It Jes' Happened: When Bill Traylor Started to Draw
by Don Tate, illustrated by R. Gregory Christie
Lee & Low, 2012. Unpaged. Biography
Bill Traylor grew up a slave, and after the Civil War, share-cropped with his family on their former master's land. As a child he pulled weeds, fetched water, and chopped wood. Later he would pick cotton and plow the land with an old and cantankerous mule. When his wife died and all his children moved away, Bill moved to Montgomery, Alabama, but since he didn't know how to do anything but farming , he couldn't find enough work to support himself.
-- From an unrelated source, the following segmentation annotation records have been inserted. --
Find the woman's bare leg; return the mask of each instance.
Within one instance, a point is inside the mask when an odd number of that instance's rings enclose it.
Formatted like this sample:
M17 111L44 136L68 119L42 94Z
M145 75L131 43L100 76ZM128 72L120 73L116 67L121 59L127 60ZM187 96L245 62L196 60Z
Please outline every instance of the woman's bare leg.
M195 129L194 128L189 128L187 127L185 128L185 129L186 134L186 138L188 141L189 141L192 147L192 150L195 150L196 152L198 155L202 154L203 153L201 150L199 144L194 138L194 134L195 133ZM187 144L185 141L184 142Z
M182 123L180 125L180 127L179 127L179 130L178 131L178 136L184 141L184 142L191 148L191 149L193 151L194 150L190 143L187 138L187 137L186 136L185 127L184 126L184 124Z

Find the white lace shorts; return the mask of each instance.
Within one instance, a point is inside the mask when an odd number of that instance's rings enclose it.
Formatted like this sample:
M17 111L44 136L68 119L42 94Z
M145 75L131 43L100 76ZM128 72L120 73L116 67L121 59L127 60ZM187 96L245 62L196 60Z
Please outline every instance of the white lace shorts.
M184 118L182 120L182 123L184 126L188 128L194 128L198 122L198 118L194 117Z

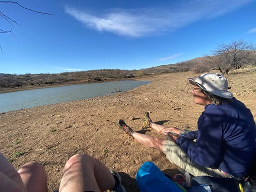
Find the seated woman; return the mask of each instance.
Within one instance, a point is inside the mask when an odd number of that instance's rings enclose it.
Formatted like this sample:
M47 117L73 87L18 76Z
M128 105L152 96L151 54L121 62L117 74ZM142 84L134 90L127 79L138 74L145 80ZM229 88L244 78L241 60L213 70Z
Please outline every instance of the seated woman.
M205 107L198 120L198 130L154 123L148 112L144 128L151 127L171 140L134 132L122 120L119 127L142 144L162 151L171 163L195 176L246 180L256 138L251 111L227 91L228 82L221 74L205 73L188 80L195 103Z

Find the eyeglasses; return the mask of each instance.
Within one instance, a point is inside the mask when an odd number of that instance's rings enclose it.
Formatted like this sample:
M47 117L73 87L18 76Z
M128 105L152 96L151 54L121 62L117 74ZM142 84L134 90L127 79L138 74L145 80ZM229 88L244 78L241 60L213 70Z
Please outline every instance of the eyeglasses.
M201 89L200 88L192 88L192 91L193 92L195 92L195 90L197 90L198 89Z

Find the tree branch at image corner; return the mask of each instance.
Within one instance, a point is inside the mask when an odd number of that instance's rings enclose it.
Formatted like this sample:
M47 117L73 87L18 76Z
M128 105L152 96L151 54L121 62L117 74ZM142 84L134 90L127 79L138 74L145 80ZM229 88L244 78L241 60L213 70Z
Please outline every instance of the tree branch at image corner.
M25 6L24 6L23 5L21 5L20 3L19 3L17 1L0 1L0 3L11 3L11 4L14 4L15 5L17 5L17 6L21 7L23 9L24 9L26 10L29 11L30 12L35 12L39 14L46 14L49 15L53 15L53 14L49 13L48 12L39 12L37 11L34 10L33 9L28 8ZM11 26L11 29L9 30L6 30L2 29L1 28L0 28L0 34L6 34L6 33L11 33L13 36L14 36L12 32L12 29L14 28L13 26L12 25L12 24L17 24L17 25L19 25L21 26L21 25L16 21L13 20L9 16L6 15L5 14L3 13L2 12L0 11L0 16L4 20L5 20L6 22L8 23ZM0 50L1 51L1 52L2 53L2 54L3 54L3 50L2 48L1 45L0 45Z

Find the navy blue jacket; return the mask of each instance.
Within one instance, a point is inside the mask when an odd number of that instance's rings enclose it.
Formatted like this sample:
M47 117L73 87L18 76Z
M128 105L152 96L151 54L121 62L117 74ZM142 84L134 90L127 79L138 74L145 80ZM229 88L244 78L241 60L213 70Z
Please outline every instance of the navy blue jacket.
M235 98L229 104L207 105L197 127L198 131L178 137L176 143L200 165L220 168L236 177L244 176L252 161L256 138L250 110ZM195 139L195 145L191 142Z

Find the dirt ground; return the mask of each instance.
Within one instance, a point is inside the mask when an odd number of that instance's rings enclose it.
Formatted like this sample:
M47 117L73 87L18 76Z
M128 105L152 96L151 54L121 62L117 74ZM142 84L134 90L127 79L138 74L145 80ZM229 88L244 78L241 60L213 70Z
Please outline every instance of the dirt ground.
M144 77L138 80L152 83L124 93L0 114L0 151L17 169L28 162L42 163L49 192L58 188L65 162L78 153L119 172L127 192L138 192L136 173L145 161L171 175L177 167L163 154L125 134L117 120L122 119L134 131L161 137L150 129L142 130L148 111L158 123L196 129L204 107L194 103L187 79L197 75L189 72ZM230 91L251 109L255 120L255 69L237 71L227 77Z

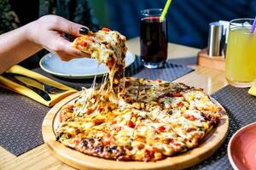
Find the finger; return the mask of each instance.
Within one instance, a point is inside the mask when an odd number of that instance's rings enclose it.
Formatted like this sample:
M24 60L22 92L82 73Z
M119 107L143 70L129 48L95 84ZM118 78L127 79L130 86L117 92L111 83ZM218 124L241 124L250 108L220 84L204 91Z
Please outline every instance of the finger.
M56 47L58 52L65 53L68 55L72 55L73 58L79 58L79 57L87 57L90 58L90 54L78 50L73 47L71 47L71 42L62 37L57 40L58 47Z
M69 21L62 17L58 17L56 22L57 23L55 24L53 29L58 31L71 34L75 37L79 37L89 32L88 27Z

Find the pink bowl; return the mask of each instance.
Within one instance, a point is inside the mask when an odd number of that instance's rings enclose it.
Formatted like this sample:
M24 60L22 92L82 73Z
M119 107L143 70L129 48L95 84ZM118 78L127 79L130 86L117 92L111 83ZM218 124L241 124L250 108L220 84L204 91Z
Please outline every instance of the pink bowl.
M238 130L228 146L229 160L236 170L256 170L256 122Z

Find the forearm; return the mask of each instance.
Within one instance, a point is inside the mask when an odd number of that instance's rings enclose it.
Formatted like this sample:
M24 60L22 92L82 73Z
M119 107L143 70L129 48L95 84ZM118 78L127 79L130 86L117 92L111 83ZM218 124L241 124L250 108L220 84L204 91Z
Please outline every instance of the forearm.
M0 35L0 74L42 49L31 40L33 24Z

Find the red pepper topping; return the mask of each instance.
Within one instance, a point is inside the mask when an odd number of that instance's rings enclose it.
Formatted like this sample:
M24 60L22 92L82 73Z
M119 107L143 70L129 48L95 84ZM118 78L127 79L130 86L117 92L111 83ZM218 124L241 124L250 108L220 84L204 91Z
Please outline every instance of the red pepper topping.
M74 142L75 144L79 144L79 143L80 143L80 140L79 140L79 139L73 139L73 142Z
M115 128L115 130L116 130L117 132L119 132L121 129L122 129L121 127L117 127L117 128Z
M195 121L196 119L193 115L185 115L185 118L189 121Z
M102 141L104 145L109 145L110 144L110 140L103 140Z
M88 45L87 42L84 42L82 43L82 46L84 47L84 48L87 47L87 45Z
M183 96L183 94L180 94L180 93L172 93L172 95L173 97L182 97L182 96Z
M103 28L102 29L102 31L109 31L110 30L109 30L108 28L103 27Z
M131 117L137 117L137 114L132 112Z
M108 133L106 134L106 137L107 137L107 138L110 138L110 137L111 137L111 134L110 134L109 133Z
M184 105L183 102L181 101L177 104L177 106L182 107L182 106L183 106L183 105Z
M89 109L89 110L87 110L86 114L87 114L87 115L90 115L93 111L94 111L94 110Z
M134 122L133 122L132 121L129 120L129 121L127 122L127 126L128 126L129 128L134 128L135 124L134 124Z
M164 126L160 126L160 127L159 127L159 128L157 128L157 130L158 130L159 132L164 132L164 131L166 130L166 128L165 128Z

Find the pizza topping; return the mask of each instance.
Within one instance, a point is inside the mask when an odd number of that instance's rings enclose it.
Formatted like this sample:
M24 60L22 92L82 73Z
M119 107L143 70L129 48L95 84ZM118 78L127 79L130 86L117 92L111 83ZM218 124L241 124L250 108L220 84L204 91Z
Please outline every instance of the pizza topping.
M135 128L135 123L132 121L128 121L127 122L127 126L131 128Z
M62 108L58 141L90 156L155 162L197 147L221 117L207 95L183 83L124 77L106 89L84 89Z
M108 28L106 28L106 27L103 27L102 30L104 31L110 31Z

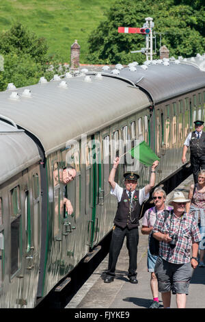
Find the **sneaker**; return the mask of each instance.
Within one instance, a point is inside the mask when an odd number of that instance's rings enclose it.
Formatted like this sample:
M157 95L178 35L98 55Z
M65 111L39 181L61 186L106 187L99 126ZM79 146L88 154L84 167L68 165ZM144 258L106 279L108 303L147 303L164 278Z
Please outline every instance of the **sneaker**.
M160 304L156 301L153 301L149 308L159 308L160 306Z
M205 267L205 264L204 263L204 262L200 262L199 267Z

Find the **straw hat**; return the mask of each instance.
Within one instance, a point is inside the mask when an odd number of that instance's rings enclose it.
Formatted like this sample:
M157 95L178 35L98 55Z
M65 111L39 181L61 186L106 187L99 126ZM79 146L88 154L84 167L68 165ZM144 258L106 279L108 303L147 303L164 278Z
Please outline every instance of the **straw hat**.
M170 200L170 203L172 202L189 202L191 201L191 199L186 199L184 196L183 193L180 191L176 191L174 193L172 200Z

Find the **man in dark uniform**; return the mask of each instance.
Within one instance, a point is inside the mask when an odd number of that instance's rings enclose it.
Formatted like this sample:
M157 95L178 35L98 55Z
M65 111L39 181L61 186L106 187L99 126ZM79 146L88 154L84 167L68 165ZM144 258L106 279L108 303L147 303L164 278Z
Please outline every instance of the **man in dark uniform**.
M186 153L190 147L191 164L194 182L198 181L198 172L201 169L205 169L205 132L203 131L203 121L195 121L194 122L195 131L189 133L183 147L182 162L187 162Z
M124 237L126 236L126 247L129 254L129 267L128 277L131 283L138 283L137 277L137 256L139 241L139 216L142 203L150 195L150 191L155 184L155 168L159 161L154 161L152 166L150 184L139 190L136 190L137 179L137 173L126 173L124 174L125 189L120 187L115 182L115 171L120 162L120 158L115 158L113 166L111 171L109 182L111 186L111 194L118 198L118 207L114 219L112 239L110 245L108 271L105 283L114 280L115 266L122 247Z

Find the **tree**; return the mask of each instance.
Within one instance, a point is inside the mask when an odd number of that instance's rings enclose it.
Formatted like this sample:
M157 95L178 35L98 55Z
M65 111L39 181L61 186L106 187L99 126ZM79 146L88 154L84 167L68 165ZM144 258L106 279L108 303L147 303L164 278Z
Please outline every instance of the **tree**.
M174 1L178 3L175 5ZM186 0L180 2L118 0L106 13L105 21L89 37L88 62L127 64L137 60L142 63L146 60L144 55L131 54L131 51L144 47L145 37L136 34L118 34L118 28L142 27L147 16L153 18L154 31L163 33L162 45L168 47L170 55L187 57L203 53L204 10L186 4ZM159 42L158 38L158 49Z
M38 83L42 76L50 80L58 73L59 56L49 55L48 49L44 38L38 38L20 23L0 34L0 55L3 58L0 90L5 90L8 83L23 87Z

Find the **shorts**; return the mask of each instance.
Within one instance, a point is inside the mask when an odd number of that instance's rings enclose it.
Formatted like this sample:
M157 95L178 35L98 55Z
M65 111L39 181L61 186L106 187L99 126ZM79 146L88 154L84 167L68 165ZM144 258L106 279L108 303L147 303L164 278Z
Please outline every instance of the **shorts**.
M148 249L148 272L153 273L154 272L155 263L158 256L155 255L152 255L150 249Z
M172 264L161 257L157 258L155 275L158 288L161 293L172 291L172 294L189 294L189 286L192 275L191 262Z
M199 225L202 240L200 243L199 249L200 250L205 249L205 226L201 226Z

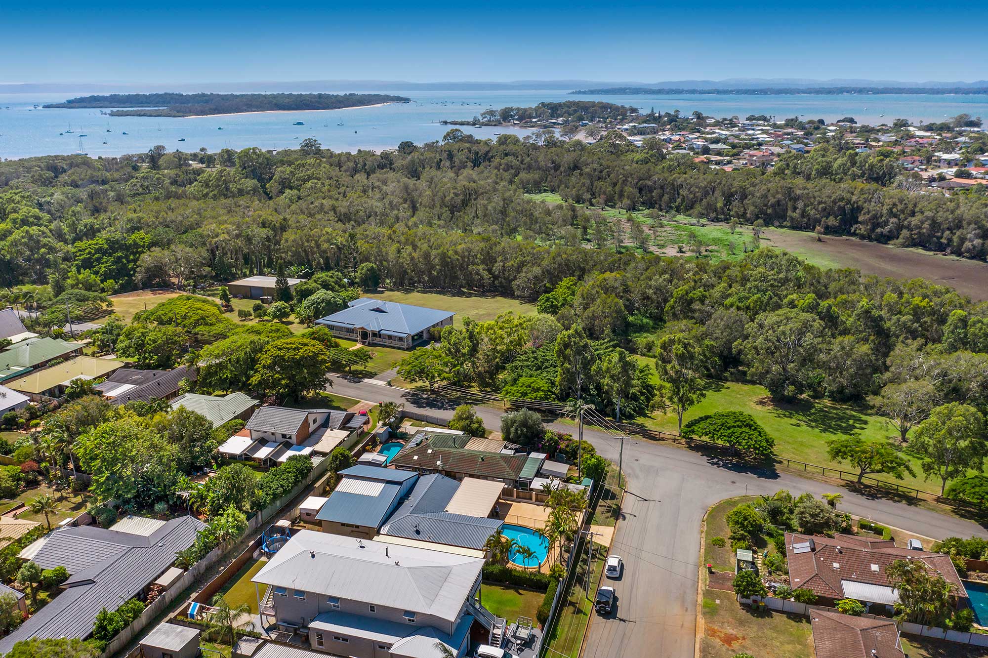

He slept in a mortuary among the coffins and when he was eighty-five years old he started to draw, first with the stub of a pencil and later with paints and colored pencils provided him by a young artist friend. By the time he died, Traylor had drawn and colored hundreds, maybe thousands of pictures onto the backs of boxes and of discarded paper bags, that eventually won him fame as one of the great self-taught artists in American art history. Tate and Christie's book conveys beautifully what Traylor's life seemed like to him, in his own style. One would have like to have seen more of Traylor's actual work, but the Blue Man with Umbrella and Suitcase on the very last page is a good representative of Traylor's naive folk art, the perfect ending to a heart-breaking but life-affirming book.